Estimates of the number of Iraqis killed in the sectarian bloodletting that occurred after the collapse of Saddam’s regime exceed 130,000.

The group that emerged in direct response to our occupation is resurgent, not just inside Iraq but as a regional movement, rebuilding its networks in Syria, Jordan, and Libya.

The Iraqi Christian community has been decimated.

By going to war in Iraq, we set the stage for the emergence of an entirely new branch of al-Qaida—al-Qaida in Iraq.

The imperfect and fragile government that has emerged in Iraq was hardly worth the costs incurred.

If the country has salvaged anything constructive from this war, it seems to be a greater appreciation for war’s unpredictability and the limits of American power. Remains an open question.

Iraq is also, right now, the only authentic democracy in the Arab world — is quite true.

Large portions of Iraq have fallen to the murderous Islamic State of Iraq and al-Sham.

Doesn’t matter whether Iraq stands on its own or collapses into a sea of blood and hate most people want to be masters of their own fate.

Goodwill towards America squandered throughout the world.

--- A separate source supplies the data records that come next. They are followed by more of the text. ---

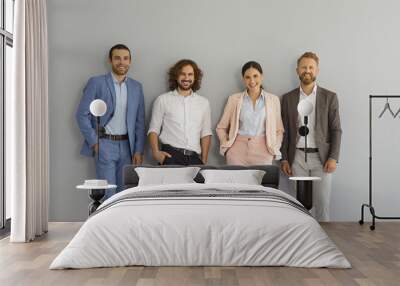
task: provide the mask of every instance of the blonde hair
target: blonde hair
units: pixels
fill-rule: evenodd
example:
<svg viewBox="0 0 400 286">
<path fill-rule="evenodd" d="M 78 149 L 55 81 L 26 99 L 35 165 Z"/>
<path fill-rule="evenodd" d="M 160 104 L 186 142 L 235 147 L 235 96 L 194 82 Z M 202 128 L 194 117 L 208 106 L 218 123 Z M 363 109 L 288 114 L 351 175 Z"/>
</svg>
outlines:
<svg viewBox="0 0 400 286">
<path fill-rule="evenodd" d="M 302 55 L 300 56 L 300 58 L 297 60 L 297 66 L 299 66 L 300 61 L 301 61 L 302 59 L 305 59 L 305 58 L 313 59 L 313 60 L 317 63 L 317 65 L 319 65 L 319 58 L 318 58 L 318 56 L 317 56 L 316 53 L 313 53 L 313 52 L 305 52 L 305 53 L 302 54 Z"/>
</svg>

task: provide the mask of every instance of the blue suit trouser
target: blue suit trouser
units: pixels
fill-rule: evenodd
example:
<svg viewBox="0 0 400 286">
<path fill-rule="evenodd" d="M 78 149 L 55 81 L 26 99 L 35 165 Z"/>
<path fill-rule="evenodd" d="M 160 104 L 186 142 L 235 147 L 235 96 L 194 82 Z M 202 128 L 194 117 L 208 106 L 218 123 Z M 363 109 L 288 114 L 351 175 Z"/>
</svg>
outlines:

The benefits are fuzzy and fragile. Millions were displaced, many still have not returned to their homes.

A U.S. administration forever tarred by an unpopular war.

The burden of proof has shifted toward those making the case for war, in Iran, or Syria, or Yemen, or countless other places.

What will remain is that moment in history when a people who had been subjugated by a tyrant’s whims were no longer afraid of him.